Andreas Dilger wrote:
On May 25, 2008 07:38 -0400, Theodore Ts'o wrote:
Well, what are the alternatives? Remember, we could have potentially
50-100 megabytes of stale metadata that haven't been written to
filesystem. And unlike ext2, we've deliberately held back writing
back metadata by pinning it so, things could be much worse. So let's
tick off the possibilities:
* An individual data block is bad --- we write complete garbage into
the filesystem, which means in the worst case we lose 32 inodes
(unless that inode table block is repeated later in the journal), 1
directory block (causing files to land in lost+found), one bitmap
block (which e2fsck can regenerate), or a data block (if data=jouranalled).
* A journal descriptor block is bad --- if it's just a bit-flip, we
could end up writing a data block in the wrong place, which would be
bad; if it's complete garbage, we will probably assume the journal
ended early, and leave the filesystem silently badly corrupted.

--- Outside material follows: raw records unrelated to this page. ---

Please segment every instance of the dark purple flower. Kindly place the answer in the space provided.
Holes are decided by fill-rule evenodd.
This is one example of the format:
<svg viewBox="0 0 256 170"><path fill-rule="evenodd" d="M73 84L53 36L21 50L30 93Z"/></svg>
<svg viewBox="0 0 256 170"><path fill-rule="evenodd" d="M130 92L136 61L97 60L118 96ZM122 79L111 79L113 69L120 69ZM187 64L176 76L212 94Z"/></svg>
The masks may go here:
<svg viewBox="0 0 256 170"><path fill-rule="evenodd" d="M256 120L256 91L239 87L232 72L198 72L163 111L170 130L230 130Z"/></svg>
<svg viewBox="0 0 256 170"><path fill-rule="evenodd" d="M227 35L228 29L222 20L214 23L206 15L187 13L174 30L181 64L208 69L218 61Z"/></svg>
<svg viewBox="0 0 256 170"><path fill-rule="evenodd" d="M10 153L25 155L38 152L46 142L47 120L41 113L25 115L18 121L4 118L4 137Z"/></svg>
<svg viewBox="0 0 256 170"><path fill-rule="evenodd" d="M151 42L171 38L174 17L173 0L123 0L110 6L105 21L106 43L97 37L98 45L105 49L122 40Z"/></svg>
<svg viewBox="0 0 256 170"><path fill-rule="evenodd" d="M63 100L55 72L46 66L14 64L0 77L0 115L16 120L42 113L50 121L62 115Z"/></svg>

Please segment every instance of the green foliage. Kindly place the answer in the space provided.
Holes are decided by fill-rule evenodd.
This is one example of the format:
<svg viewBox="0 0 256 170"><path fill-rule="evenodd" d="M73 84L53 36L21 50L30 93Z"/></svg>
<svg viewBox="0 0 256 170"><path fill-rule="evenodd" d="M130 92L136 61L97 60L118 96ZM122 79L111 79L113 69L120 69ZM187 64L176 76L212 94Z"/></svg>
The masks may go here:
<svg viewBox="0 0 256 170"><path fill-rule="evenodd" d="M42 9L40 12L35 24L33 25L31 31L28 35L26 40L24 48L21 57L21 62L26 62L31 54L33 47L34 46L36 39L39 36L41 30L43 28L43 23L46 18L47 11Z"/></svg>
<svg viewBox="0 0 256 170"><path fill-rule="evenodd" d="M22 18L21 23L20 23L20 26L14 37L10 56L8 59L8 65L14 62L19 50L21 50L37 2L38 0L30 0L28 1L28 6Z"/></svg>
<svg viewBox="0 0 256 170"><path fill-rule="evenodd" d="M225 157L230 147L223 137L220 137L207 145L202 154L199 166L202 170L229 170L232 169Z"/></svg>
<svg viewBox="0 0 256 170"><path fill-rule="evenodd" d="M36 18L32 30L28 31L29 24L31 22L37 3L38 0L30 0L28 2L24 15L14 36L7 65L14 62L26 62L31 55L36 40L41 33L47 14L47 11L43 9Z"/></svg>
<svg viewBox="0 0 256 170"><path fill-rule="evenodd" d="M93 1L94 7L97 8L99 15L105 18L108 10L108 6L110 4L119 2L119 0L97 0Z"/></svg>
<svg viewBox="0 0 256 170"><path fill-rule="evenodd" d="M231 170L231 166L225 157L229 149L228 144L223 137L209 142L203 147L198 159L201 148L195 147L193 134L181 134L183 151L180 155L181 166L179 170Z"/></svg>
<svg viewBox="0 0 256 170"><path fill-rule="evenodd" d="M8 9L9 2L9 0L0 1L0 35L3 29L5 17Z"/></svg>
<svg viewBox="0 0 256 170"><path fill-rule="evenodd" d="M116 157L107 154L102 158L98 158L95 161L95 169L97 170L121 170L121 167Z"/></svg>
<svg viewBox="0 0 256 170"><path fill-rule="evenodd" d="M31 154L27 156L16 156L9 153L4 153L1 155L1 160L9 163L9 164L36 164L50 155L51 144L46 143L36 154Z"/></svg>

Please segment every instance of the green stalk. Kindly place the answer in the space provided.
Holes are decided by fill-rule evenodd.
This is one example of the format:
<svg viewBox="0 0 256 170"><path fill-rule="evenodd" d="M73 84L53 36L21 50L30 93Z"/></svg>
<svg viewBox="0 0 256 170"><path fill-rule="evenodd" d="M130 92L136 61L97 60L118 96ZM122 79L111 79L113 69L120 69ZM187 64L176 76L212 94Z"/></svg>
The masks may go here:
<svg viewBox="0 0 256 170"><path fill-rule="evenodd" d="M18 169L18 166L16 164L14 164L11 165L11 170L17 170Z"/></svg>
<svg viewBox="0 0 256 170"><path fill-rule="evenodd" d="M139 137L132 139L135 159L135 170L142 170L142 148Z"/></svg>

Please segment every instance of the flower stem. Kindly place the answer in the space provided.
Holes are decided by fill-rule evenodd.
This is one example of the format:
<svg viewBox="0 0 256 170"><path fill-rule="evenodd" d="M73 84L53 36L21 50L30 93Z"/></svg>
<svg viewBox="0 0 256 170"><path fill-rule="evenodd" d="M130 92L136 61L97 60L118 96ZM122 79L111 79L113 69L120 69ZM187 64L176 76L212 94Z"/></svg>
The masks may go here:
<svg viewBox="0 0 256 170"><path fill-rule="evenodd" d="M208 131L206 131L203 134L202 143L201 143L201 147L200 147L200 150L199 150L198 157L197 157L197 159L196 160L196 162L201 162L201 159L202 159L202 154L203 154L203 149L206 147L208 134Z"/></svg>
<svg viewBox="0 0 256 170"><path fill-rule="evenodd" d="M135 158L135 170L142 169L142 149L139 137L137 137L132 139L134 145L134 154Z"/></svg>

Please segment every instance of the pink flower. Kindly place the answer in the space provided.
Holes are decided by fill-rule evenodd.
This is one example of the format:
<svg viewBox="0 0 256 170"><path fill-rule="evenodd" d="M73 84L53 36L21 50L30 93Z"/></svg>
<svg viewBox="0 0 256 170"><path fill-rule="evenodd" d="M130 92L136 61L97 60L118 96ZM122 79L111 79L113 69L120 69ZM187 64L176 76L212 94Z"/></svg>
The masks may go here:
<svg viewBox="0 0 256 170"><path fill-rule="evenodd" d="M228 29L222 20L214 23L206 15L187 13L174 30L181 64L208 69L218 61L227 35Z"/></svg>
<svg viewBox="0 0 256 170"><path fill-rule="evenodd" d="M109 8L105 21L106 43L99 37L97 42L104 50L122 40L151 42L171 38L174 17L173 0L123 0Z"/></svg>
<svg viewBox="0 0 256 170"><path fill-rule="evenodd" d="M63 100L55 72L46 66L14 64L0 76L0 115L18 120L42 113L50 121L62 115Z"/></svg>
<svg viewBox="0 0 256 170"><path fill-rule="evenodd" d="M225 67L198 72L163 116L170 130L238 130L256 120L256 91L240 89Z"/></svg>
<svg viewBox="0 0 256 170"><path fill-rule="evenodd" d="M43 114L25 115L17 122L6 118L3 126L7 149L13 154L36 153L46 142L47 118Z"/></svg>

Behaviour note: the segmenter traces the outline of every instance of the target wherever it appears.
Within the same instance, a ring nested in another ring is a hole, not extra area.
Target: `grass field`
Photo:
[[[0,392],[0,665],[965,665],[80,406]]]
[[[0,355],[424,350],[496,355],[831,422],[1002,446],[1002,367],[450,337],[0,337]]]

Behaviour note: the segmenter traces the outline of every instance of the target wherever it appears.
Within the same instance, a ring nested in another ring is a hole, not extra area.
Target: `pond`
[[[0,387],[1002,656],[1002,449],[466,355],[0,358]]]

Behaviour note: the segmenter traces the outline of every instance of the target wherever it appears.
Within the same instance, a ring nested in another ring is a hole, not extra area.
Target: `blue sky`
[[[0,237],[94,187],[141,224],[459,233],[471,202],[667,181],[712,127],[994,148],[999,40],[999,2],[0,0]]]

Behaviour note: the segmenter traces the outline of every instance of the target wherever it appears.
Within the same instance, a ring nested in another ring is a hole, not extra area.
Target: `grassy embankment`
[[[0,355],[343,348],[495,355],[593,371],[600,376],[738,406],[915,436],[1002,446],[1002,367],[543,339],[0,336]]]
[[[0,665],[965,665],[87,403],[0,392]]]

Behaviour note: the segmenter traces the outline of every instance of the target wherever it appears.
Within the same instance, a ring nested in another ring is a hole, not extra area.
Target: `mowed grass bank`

* The journal commit block is bad --- probably we will just silently
assume the journal ended early, unless the bit-flip happened exactly
in the CRC field.
The most common case is that one or more individual data blocks in the
journal are bad, and the question is whether writing that garbage into
the filesystem is better or worse than aborting the journal right then
and there.
You are focussing on the case where 1 or 2 filesystem blocks in the
journal are bad, but I suspect the real-world cases are more likely to
be 1 or 2MB of data are bad, or more. Considering that a disk sector
is at least 4 or 64kB in size, and problems like track misalignment
(overpowered seek), write failure (high-flying write), or device cache
reordering problems will result in a large number of bad blocks in the
journal, I don't think 1 or 2 filesystem is a realistic failure scenario
anymore.
Disk sectors are still (almost always) 512 bytes today, but the industry is
pushing hard to get 4k byte sectors out since that has a promise of getting
better data protection and denser layout. Disk arrays have internal "sectors"
that can be really big (64k or bigger).
What seems to be most common is a small number of bad sectors that will be
unreadable (IO errors on read). I would be surprised to see megabytes of
continuous errors, but you could see 10's of kilobytes.
What the checksums will probably be most useful in catching is problems with
memory parts - either non-ECC DRAM in your server, bad DRAM in the disk cache
itself, etc. The interesting thing about these errors is that they will tend to
repeat (depending on where that stuck bit is) and you can see it all over the place.
One thing that will be really neat is to actually put in counters to track the
rate and validate these assumptions.